“I Love Lucy” and the Small Screen Revolution: Starting with a Controversial Decision

After 70+ years, it’s still hard to name any television show with the importance and influence of I Love Lucy. Not only was it the medium’s first certified monster hit — its second season still has the highest ratings average of all time — but it pioneered a number of production methods that remain industry standards today. That includes the three-camera technique that became a staple of network sitcoms for decades, the use of film instead of live broadcasting, and the invention of the rerun, which helped star Lucille Ball recover after famously giving birth.

However, I Love Lucy’s biggest contribution goes beyond ratings and television. Ball’s co-star and then-husband Desi Arnaz was Cuban-American in an era when racial segregation was codified law in many parts of the country. The studio didn’t want to depict a biracial couple on television, but the show fought for it and won. Considering how big I Love Lucy became, it took a bite out of widely accepted racist dogma and help pave the way for needed social change. The two stars used an unusual promotional tactic to make it happen.

Desi and Lucy’s Real-Life Marriage Was the Basis of I Love Lucy

Ball and Arnaz met on the set of 1940’s Too Many Girls, a musical comedy based on a popular Broadway play. They eloped soon thereafter and had been married for over a decade when I Love Lucy premiered. Ball had scored a big hit on radio with 1948’s My Favorite Husband, where she played a housewife who gets into comedic escapades very similar to I Love Lucy’s. CBS was eager to turn it into a television show, which Ball and Arnaz saw as a rare opportunity for them to work together.

The powers that be felt otherwise, as Ball explained in a 1958 article in the Saturday Evening Post. “The people there said the public wouldn’t believe I was married to Desi.
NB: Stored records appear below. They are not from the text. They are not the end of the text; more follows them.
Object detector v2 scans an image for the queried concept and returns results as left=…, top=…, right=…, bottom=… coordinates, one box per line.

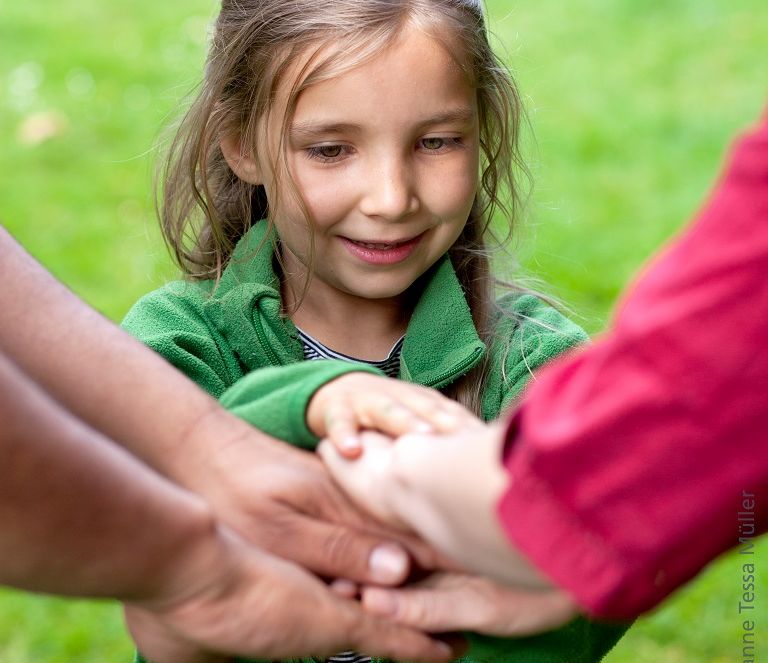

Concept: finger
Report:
left=265, top=512, right=411, bottom=585
left=324, top=402, right=364, bottom=458
left=355, top=391, right=435, bottom=436
left=340, top=603, right=455, bottom=663
left=124, top=607, right=227, bottom=663
left=391, top=391, right=478, bottom=432
left=361, top=583, right=578, bottom=636
left=328, top=578, right=359, bottom=599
He talked with a Cuban accent, and, after all, what typical American girl is married to a Latin?” That response demonstrates the kind of institutional racism that allows more overt bigotry to flourish (as well as the sheer hubris of telling a white woman married to a Latine man that white women didn’t marry Latines).
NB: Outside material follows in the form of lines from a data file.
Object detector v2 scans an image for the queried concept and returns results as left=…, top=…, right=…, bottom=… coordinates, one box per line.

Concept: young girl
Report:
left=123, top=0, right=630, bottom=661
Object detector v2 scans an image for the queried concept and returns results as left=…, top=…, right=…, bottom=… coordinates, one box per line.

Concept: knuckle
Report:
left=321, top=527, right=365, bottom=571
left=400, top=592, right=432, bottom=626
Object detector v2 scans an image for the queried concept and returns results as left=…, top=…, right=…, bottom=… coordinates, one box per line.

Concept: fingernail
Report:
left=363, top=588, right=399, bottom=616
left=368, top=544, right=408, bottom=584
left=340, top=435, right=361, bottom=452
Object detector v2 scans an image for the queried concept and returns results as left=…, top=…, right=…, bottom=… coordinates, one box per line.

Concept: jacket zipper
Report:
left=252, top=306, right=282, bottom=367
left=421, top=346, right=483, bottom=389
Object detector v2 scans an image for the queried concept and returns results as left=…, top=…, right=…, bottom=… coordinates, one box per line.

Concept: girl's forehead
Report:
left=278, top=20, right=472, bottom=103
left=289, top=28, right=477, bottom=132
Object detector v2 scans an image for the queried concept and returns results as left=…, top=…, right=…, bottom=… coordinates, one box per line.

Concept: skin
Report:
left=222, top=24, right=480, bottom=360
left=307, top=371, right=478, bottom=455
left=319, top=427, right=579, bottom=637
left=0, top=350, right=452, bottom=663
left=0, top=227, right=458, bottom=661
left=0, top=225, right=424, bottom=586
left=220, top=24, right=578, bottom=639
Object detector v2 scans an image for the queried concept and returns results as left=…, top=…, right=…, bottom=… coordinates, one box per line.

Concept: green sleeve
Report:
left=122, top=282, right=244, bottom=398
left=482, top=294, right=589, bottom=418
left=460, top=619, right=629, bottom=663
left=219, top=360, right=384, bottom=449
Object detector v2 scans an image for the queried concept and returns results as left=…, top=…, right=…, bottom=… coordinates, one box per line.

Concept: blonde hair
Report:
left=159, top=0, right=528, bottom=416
Desi and Lucy Went on Tour to Sell the Show

The couple responded by developing the project as a live vaudeville act and taking it on tour during the summer of 1950. Arnaz was a real-world bandleader — which became one of I Love Lucy‘s centerpieces — which they incorporated into the act, along with a number of comedy routines that later made their way to the show. The premise was the same, with Ball’s character eager to join her husband’s band and getting into all manner of comedic scrapes as a result.

The live act was a big hit, which convinced the studio that the TV show would work. Once the ratings came in, all questions about the couple’s racial status vanished. They were simply two people in love, and audiences couldn’t get enough. The pair divorced in 1960, as Arnaz was a notorious womanizer, and the show was partially an attempt to repair their marriage. Still, the couple remained influential in Hollywood for the rest of their lives. Ball assumed control of their studio, Desilu, after the divorce, and went on to produce the likes of the original Star Trek and the original Mission: Impossible.

None of it would have happened if social norms had prevailed. Indeed, the lengths the two had to go to sell a perfectly reasonable concept speaks to the systemic nature of prejudice at the time. No one expected the show to become an icon — Ball and Arnaz just wanted a mutual project. I Love Lucy affirmed what they both already knew — love is love — and quietly conveyed that to the rest of the country.